I think what the compensation-productivity gap really shows is the degree to which economic growth in the past thirty to thirty-five years has been artificially boosted by paper rather than true capital. I would further argue that the original divergence, occurring during the Great Inflation, was itself derived from monetary imbalance. The first half of that period saw inflation based on wage pressures, but the second half, leading into the 1980’s was all about commodity prices and feedbacks.
One of the prime feedback channels was growing financialization due to that monetarism. The rise of the financial economy, indeed the eventual domination of the financial economy, dovetails with the gap perfectly. This emphasis on stock prices and profitability (in the “per share” sense) leads to exactly this kind of disparity because of the disproportionate focus on costs and favoring largely financial “investments”; that means more stock repurchases than new factories that actually create jobs and higher wage opportunities. It also concentrates income upwards, as share repurchases and dividends recycle “money” not into wages but shareholders. Those expecting this “wealth effect” to create a virtuous economic cycle have instead seen the debt substitute create the opposite.
If monetary policy had not taken such a turn toward abstraction and central control in the 1980’s, it is entirely possible (warning, counterfactual) that the compensation-productivity gap would have closed on its own – largely through a lower economic growth trajectory. That may seem undesirable, but in comparison with the bubble economy of the 1990’s-2010’s it might have presented at least a more stable alternative.

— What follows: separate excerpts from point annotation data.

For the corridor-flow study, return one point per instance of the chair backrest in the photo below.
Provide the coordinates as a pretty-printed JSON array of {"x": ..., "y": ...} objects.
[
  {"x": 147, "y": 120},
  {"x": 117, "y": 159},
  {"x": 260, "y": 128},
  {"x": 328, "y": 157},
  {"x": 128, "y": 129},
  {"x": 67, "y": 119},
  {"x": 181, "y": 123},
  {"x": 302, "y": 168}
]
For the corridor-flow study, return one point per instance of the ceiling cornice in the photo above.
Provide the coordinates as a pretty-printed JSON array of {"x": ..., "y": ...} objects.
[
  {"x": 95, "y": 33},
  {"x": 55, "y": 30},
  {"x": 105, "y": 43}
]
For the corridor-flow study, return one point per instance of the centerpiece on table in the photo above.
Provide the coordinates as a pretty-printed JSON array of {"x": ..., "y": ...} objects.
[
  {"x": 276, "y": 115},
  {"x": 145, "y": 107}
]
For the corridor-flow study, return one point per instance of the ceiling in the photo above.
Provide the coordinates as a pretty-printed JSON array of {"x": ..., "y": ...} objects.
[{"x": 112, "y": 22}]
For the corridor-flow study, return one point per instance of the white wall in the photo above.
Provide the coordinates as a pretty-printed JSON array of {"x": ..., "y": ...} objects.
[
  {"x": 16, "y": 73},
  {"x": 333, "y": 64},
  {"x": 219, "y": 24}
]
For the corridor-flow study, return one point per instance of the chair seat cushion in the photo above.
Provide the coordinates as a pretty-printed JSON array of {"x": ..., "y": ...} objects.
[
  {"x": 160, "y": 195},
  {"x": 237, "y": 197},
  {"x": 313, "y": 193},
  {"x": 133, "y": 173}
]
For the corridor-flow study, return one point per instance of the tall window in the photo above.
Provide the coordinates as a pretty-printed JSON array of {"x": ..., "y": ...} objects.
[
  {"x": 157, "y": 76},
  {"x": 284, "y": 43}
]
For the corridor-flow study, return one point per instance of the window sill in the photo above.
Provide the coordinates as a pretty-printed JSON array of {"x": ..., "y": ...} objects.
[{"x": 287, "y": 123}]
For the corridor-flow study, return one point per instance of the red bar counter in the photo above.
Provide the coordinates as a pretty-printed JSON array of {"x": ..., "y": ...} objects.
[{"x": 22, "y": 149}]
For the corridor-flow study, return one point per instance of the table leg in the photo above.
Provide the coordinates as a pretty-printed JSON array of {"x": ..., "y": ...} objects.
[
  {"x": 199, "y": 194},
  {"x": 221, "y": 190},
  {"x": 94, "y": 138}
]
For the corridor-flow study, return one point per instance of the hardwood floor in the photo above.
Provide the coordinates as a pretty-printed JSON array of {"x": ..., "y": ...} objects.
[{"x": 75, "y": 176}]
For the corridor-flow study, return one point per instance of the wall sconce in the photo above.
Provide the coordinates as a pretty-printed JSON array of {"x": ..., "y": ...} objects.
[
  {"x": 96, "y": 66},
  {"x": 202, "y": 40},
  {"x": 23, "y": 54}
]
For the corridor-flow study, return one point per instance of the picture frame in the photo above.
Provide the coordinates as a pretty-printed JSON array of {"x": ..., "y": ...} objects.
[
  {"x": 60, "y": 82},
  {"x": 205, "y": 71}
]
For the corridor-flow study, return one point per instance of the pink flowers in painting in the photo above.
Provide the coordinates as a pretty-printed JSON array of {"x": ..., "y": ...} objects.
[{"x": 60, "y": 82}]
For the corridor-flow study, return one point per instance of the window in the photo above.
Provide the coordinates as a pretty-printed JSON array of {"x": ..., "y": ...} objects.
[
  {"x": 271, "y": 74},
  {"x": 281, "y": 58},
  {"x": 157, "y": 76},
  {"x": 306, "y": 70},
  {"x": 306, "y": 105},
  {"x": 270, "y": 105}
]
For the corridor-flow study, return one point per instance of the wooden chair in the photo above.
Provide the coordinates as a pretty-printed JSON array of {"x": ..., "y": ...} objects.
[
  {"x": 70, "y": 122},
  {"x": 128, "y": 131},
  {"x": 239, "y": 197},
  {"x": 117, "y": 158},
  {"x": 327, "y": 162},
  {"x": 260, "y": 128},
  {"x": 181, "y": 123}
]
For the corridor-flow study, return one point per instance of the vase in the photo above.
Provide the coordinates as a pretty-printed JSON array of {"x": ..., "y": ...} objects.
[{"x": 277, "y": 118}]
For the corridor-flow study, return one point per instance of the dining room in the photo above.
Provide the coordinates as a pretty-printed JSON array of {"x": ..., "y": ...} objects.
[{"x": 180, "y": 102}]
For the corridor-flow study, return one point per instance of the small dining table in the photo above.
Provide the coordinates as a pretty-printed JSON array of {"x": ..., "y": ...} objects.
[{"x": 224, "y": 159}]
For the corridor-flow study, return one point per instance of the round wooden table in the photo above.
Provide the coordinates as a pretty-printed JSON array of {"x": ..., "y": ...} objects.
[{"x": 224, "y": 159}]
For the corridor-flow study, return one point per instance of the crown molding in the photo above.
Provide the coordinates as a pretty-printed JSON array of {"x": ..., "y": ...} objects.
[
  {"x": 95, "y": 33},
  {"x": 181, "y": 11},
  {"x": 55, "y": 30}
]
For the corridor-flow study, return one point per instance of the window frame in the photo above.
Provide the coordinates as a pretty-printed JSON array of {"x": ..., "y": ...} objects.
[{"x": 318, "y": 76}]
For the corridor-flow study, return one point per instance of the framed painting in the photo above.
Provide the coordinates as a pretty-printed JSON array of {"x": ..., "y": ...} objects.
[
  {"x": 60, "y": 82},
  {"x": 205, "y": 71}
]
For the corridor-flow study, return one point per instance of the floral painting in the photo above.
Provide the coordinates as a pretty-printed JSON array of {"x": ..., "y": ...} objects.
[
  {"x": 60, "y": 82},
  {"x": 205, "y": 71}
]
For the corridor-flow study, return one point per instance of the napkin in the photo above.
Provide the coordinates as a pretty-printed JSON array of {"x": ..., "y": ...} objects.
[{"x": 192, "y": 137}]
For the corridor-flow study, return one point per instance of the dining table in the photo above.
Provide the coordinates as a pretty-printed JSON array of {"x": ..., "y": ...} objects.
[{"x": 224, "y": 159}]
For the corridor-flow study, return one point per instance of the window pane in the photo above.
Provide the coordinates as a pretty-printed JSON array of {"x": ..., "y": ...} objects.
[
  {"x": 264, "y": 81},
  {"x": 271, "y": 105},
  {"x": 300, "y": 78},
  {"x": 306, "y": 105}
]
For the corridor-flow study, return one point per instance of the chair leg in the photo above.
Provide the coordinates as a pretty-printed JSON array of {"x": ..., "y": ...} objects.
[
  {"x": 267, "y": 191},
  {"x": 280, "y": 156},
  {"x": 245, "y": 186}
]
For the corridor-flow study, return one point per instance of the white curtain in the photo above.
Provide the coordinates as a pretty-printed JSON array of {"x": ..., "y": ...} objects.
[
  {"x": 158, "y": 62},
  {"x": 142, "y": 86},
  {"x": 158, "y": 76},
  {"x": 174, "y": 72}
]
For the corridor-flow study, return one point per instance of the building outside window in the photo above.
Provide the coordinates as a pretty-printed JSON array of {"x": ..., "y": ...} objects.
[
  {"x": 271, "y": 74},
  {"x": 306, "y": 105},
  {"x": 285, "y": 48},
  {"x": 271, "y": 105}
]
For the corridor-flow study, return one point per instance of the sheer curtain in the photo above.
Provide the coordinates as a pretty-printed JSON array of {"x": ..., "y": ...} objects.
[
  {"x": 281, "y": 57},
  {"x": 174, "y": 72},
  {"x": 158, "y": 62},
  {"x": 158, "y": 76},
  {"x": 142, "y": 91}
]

Even if monetary policy did not cause the compensation-productivity gap, there is little doubt that it played a primary role in nurturing it and fostering its widening (intentional or not is another topic). The question now becomes one of how corporations, or more precisely their stock prices, can survive any reversion to the productivity mean. Without the debt supplement we see an economy that failed to recover from the Great Recession and is retrenching again. That is trying to force productivity lower (rather than increase wages) through lower revenue.
Corporations have so far responded by further appealing to cost management (depressing wages) and buying back more stock (reducing the creation mechanism of new higher wage jobs). Monetary policy explicitly aids this process, but can it last much longer?